Abstract:Resource scheduling and allocation is a critical component of many high impact systems ranging from congestion control to cloud computing. Finding more optimal solutions to these problems often has significant impact on resource and time savings, reducing device wear-and-tear, and even potentially improving carbon emissions. In this paper, we focus on a specific instance of a scheduling problem, namely the memory mapping problem that occurs during compilation of machine learning programs: That is, mapping tensors to different memory layers to optimize execution time. We introduce an approach for solving the memory mapping problem using Reinforcement Learning. RL is a solution paradigm well-suited for sequential decision making problems that are amenable to planning, and combinatorial search spaces with high-dimensional data inputs.

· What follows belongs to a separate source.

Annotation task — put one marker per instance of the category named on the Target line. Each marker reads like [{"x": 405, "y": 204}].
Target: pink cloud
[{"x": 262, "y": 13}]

We formulate the problem as a single-player game, which we call the mallocGame, such that high-reward trajectories of the game correspond to efficient memory mappings on the target hardware. We also introduce a Reinforcement Learning agent, mallocMuZero, and show that it is capable of playing this game to discover new and improved memory mapping solutions that lead to faster execution times on real ML workloads on ML accelerators. We compare the performance of mallocMuZero to the default solver used by the Accelerated Linear Algebra (XLA) compiler on a benchmark of realistic ML workloads. In addition, we show that mallocMuZero is capable of improving the execution time of the recently published AlphaTensor matrix multiplication model.